Ação da Defensoria pede transferência de mais três pacientes de Covid-19 de Tefé



Pacientes precisam de atendimento em Unidade de Tratamento Intensivo (UTI), que não existe no hospital do município


A Defensoria Pública do Estado do Amazonas (DPE-AM) no Polo do Médio Solimões, com sede em Tefé, ingressou na terça-feira (19) com uma nova Ação Civil Pública pedindo a transferência de mais três pacientes do município com complicações decorrentes da Covid-19. No pedido, a DPE-AM requer que os pacientes sejam removidos por Unidade de Tratamento Intensivo (UTI) aérea, com reserva de vaga em leito de urgência/emergência em Manaus ou outra unidade da Federação.

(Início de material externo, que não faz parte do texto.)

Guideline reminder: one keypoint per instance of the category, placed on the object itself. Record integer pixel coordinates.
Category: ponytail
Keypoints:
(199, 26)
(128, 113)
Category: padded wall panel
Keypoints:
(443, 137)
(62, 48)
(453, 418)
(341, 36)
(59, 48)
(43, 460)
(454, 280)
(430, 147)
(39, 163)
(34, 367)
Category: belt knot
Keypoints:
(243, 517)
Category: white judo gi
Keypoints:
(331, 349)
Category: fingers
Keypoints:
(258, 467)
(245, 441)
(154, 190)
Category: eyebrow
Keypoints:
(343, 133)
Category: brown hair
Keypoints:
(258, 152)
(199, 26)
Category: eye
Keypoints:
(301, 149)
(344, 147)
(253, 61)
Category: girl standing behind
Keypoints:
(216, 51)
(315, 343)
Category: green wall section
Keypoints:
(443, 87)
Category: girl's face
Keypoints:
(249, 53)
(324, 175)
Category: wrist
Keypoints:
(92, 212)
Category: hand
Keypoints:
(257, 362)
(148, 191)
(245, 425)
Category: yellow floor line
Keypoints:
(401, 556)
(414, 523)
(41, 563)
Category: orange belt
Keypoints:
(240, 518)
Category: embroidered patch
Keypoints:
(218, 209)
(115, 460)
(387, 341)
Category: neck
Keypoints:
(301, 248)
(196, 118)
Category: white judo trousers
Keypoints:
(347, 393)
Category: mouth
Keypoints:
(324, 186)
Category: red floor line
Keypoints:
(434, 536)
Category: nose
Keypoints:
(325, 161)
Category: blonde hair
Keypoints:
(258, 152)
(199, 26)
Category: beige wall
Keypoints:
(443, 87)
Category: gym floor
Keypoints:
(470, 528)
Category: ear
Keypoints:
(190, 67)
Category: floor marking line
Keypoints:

Em despacho preliminar, o juízo plantonista determinou previamente, ainda na terça-feira, que dentro de 12 horas (12h de 20/01/21), o Estado do Amazonas apresente: cronograma das transferências a serem realizadas a partir dos municípios do interior do Estado, contemplando a ordem cronológica das próximas transferências por local de origem, com datas e rotas específicas, a fim de que se verifique em qual local na lista se encontram os pacientes de Tefé; data aprazada para transferência dos pacientes indicados na inicial.


De acordo com a Defensoria, os pedidos de transferência foram inseridos no sistema de regulação do estado do Amazonas (SISTER), a partir do dia 16 de janeiro deste ano, mas até a presente data não foram atendidos. Relata que em situação semelhante, decidida pelo juízo de Tefé, parte dos pacientes faleceu, sem que o Estado tivesse atendido as transferências para o leito necessário ou enviado UTI aérea.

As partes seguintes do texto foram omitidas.